An 80-year-old grandmother has died in tragic circumstances after suffering bacterial meningitis caused by injuries from her own cat, ‘Minty.’

Doctors found the cat had given her the disease by scratching her arm and then licking the wound which led to the Melbourne woman being found unresponsive in her bed with the cat sleeping nearby.

The woman was taken to Box Hill Hospital where she fell into a coma for nine days before miraculously waking up for a day which she spent interacting with loved ones.

Sadly, the happiness was short-lived, as the elderly grandmother died the following day.

In an interview with the Herald Sun, director of infectious diseases at Melbourne’s Austin Health, Lindsay Grayson, said that at least one person is dying every week due to the unknown dangers of cat saliva.

According to Professor Grayson, cats can carry deadly bacteria such as pasteurella and bartonella which can be devastating for people with weakened immune systems and lead to health complications which include blindness and heart failure.

‘It is a big deal and it is emerging more and more now as an unrecognised cause of heart valve infection, which is obviously fatal if untreated,’ Prof Grayson said.

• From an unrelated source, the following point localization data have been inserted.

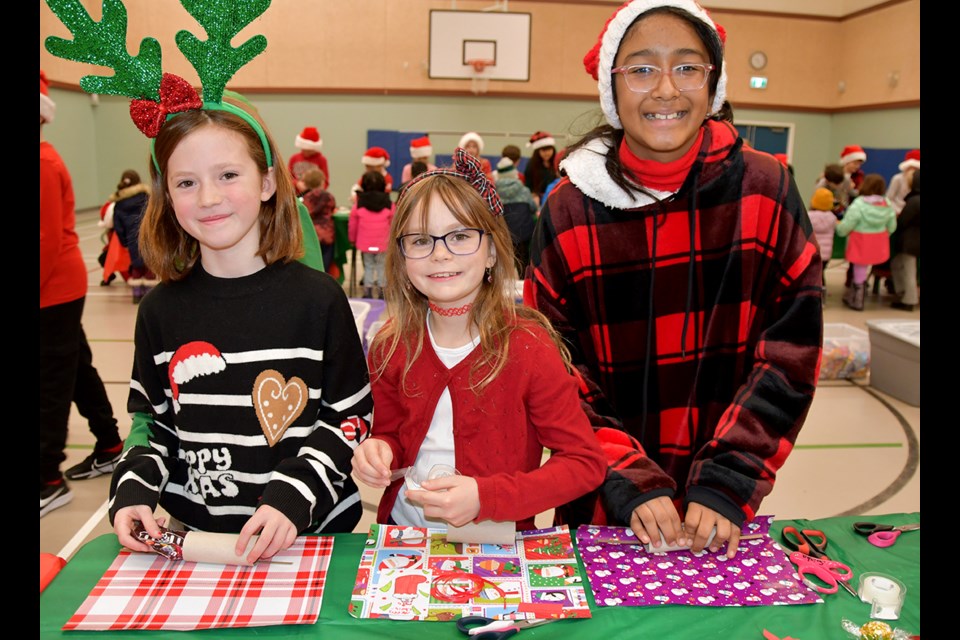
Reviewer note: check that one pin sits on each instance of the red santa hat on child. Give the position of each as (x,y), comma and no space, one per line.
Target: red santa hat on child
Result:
(309,139)
(911,159)
(376,157)
(48,108)
(541,139)
(420,148)
(467,137)
(852,152)
(603,53)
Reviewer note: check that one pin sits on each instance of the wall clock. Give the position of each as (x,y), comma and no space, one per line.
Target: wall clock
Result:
(758,60)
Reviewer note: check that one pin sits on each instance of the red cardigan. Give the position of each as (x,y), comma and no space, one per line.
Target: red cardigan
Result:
(499,435)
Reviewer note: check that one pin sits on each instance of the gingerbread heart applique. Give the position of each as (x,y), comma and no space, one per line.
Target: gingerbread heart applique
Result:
(278,403)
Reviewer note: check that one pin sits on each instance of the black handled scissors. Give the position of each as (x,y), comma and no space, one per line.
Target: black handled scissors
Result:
(882,535)
(482,628)
(813,543)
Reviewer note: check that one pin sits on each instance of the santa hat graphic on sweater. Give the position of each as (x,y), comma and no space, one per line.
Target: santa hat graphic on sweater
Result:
(541,139)
(192,360)
(309,139)
(604,52)
(376,157)
(48,108)
(911,159)
(420,148)
(471,136)
(852,152)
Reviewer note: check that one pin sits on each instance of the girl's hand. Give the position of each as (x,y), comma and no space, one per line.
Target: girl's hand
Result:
(656,516)
(371,463)
(701,521)
(455,499)
(276,530)
(123,526)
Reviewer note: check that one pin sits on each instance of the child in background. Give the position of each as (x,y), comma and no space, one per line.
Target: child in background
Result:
(443,357)
(420,150)
(867,225)
(519,210)
(540,169)
(374,159)
(309,157)
(840,186)
(824,224)
(129,202)
(512,151)
(322,205)
(369,230)
(657,258)
(900,183)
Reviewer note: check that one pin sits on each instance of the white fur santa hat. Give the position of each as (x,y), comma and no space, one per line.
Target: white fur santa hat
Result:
(48,108)
(467,137)
(911,159)
(852,152)
(309,139)
(376,157)
(420,148)
(541,139)
(603,54)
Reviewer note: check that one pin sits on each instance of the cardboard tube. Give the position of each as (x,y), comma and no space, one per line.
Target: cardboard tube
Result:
(217,548)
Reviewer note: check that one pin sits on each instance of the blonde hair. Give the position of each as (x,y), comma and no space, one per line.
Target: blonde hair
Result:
(494,311)
(168,250)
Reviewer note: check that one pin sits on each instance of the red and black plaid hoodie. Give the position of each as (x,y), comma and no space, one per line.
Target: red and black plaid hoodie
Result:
(695,321)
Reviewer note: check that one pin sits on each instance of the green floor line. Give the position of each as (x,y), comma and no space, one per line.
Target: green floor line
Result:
(853,445)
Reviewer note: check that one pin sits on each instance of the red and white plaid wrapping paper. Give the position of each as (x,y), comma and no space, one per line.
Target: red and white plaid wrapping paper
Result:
(145,591)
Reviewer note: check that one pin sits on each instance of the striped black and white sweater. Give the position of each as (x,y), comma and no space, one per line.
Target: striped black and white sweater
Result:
(246,391)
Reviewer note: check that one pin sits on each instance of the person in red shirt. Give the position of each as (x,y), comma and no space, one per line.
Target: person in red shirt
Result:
(66,370)
(309,157)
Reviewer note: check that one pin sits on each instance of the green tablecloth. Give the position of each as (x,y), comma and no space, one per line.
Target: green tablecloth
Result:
(808,622)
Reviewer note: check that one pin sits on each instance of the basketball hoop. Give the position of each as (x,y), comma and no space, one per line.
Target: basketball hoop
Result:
(479,82)
(479,64)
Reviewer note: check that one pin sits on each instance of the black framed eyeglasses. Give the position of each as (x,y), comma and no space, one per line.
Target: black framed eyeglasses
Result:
(643,78)
(459,242)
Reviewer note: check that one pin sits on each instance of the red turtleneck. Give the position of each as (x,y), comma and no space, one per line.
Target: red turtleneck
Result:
(662,176)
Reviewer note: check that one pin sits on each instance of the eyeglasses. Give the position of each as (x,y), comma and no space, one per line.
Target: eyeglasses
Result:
(460,242)
(643,78)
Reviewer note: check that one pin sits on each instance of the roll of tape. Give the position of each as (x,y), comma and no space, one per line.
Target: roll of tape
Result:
(883,593)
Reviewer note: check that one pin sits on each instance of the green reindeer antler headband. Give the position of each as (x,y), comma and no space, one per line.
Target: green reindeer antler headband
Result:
(157,96)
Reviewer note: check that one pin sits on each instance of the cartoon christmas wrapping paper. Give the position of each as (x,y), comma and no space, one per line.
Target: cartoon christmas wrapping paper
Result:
(627,575)
(412,573)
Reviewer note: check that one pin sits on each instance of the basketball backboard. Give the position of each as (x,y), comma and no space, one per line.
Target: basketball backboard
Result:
(500,39)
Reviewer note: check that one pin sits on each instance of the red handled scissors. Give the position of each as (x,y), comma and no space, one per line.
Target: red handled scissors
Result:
(809,554)
(882,535)
(830,572)
(482,628)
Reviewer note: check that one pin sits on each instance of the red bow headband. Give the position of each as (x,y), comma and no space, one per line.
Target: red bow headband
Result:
(467,167)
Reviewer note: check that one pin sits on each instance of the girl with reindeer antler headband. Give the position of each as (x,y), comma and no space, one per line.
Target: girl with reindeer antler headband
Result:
(249,389)
(463,376)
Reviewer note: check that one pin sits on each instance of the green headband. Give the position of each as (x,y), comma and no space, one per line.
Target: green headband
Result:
(157,96)
(229,108)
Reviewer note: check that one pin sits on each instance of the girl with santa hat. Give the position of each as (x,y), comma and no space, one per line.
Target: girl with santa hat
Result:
(683,270)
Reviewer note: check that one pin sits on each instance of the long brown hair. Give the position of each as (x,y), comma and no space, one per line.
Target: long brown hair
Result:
(168,250)
(494,311)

“Infections related to cat bites and scratches like this person, we’d get at least one a week where somebody comes into the hospital. It is very important that if a cat is biting or scratching you, you mention it to your GP.”

The fact that cats lick their own wounds has given some people the false impression that cat saliva is ‘clean,’ but in reality, this is simply not the case.

In fact, a cat’s mouth harbours one of the highest concentrations of bacteria in existence, and cat saliva is far more likely to cause an infection rather than to treat one.

Pets like cats can provide elderly pet-owners with some much-needed companionship that can help to reduce feelings of isolation. Many cat owners also regularly sleep with their cat on the bed.

However, Professor Grayson warns that people should try and avoid situations where a cat may be able to lick an open wound, and she also believes that people with compromised immune systems should avoid cats altogether.